OPINIÃO: "Um lar debaixo da ponte"
Perante todos os comentários que vi acerca da reportagem da TVI, transmitida ontem, sobre a vida de dois sem-abrigo, não pude deixar de sentir curiosidade em ver. Acabei agora de ver os 27 minutos de uma reportagem que parecia nunca mais ter fim. Digo isto não por ter sido entediante (foi tudo menos isso), mas porque foram 27 minutos em que eu me odiei por me queixar tanto da vida maravilhosa que tenho, quando comparada com tantas pessoas que não podendo viver, apenas sobrevivem.
"Estou aqui porque preciso de cá estar", foi uma das primeiras frases da reportagem. Juan Bento e Fernando Torrezão. Dois dos tantos sem-abrigo que por aí vamos vendo. Duas pessoas que vivem debaixo de uma ponte, com pouco ou nada e que, mesmo assim, sorriem. Sorriem porque não têm nada mas estão vivos. Sorriem porque enquanto houver amanhã haverá sempre esperança. E como temos nós a lata de perder a esperança por coisas tão desnecessárias, quando pessoas como estas a conseguem manter?
Em Portugal, 1 em cada 5 pessoas são pobres. É exatamente isto que mais me revolta. Vivemos num país em que a pobreza é desculpada, quase como se fosse perfeitamente natural e válido esta estatística ser verdadeira. Portugal é um país governado por aqueles que acham que viver na rua é um luxo, por aqueles que acreditam que toda a gente pode viver com pensões e ordenados míseros (quando os têm) menos os Senhores Doutores que mandam nesta merda toda. Perdoem-me a linguagem, mas às vezes é preciso dar nomes às coisas e este país não passa de uma merda, no seu estado mais puro.

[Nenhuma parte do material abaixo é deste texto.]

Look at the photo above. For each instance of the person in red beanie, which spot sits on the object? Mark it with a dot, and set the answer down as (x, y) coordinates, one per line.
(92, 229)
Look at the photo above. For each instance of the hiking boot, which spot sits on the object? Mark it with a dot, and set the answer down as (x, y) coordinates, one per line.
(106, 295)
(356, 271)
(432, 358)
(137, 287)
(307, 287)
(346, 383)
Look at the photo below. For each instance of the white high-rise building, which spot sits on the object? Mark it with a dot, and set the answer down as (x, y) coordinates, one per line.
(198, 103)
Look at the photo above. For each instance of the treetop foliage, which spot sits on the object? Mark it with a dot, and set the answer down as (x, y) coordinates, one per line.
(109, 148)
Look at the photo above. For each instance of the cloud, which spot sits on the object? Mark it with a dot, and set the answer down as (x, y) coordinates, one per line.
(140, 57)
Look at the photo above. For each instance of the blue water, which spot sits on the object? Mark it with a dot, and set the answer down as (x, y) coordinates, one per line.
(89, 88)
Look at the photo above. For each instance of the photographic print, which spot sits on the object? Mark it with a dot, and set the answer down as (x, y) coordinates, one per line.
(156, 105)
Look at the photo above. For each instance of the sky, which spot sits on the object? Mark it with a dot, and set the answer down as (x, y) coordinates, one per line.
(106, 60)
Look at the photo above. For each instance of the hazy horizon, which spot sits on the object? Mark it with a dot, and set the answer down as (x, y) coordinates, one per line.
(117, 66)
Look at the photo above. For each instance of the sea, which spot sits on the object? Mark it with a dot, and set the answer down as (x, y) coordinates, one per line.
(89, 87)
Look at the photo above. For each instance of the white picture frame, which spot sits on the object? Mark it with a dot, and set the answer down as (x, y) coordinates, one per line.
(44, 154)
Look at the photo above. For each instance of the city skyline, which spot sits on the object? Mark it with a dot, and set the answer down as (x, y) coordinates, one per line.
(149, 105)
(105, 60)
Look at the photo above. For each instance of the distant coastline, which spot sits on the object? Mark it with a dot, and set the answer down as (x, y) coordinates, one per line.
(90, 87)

Ao ver casos destes (e outros que não são mediatizados) penso instantaneamente no que poderia fazer para ajudar. E pergunto-me: será que esses filhos da mãe que nos governam não pensam que um pedacinho do ordenado deles poderia ajudar muita gente? Será que não entendem que os milhões que metem ao bolso davam para salvar muitas pessoas da crueldade das ruas? Se alguns cidadãos comuns (mesmo não tendo muito) conseguem sentir a necessidade e até o dever de ajudar estas pessoas, como é que aquela gentinha não sente isso?
A meu ver, ajudar os sem-abrigo e toda a gente que faz parte da estatística que cobre o nosso país com um manto de vergonha, deveria ser um DEVER de todos, mas principalmente daqueles que têm tanto e nada fazem. Como podem eles dormir sabendo que 1 em cada 5 pessoas não sabem o que é viver, porque a única coisa que lhes é permitida é sobreviver? Somos governados por pessoas ou por cavalos? Sem ofensa aos cavalos, que devem concerteza ter mais sentimentos.
Chorei durante toda a reportagem. Chorei porque a verdade dói, custa a engolir e porque dou e sempre dei um valor enorme a pessoas que conseguem ir vivendo desta forma e que, mesmo assim, se dignam a ser pessoas honestas, quando tinham todas as razões do mundo para não o serem - visto que a desonestidade dá mais lucro por estes lados.
Orgulho-me de, pelo menos, viver num país em que os media fazem o que deve ser feito: divulgam estes casos. Se não servir como uma forma de abrir os olhos a quem se nega a ver, que sirva pelo menos de uma chapada na cara para esses "senhores" que todos os dias nos tentam atirar areia para os olhos com toda a porcaria que dizem.
Sinto-me revoltada com o país em que vivo, com a sociedade hipócrita e atrasada que temos e, principalmente, com os "ricalhaços" lá de cima, que são tão ricos e acabam por não ter nada.
Nunca esquecerei uma das últimas frases que Fernando disse: "Não sou capaz de pedir nada a ninguém, quando o faço é por grande necessidade ou porque tenho muita fome para o fazer."
Quando vivemos num país em que um sem-abrigo demonstra não ser capaz de pedir nada a ninguém, enquanto quem nos governa nem pede - apenas rouba - algo está mal. Se eu, que não sou ninguém, consigo ver isso, por que raio é que quem devia ver não vê?
Somos um país de cegos, do pior tipo de cegos: aqueles que não querem ver.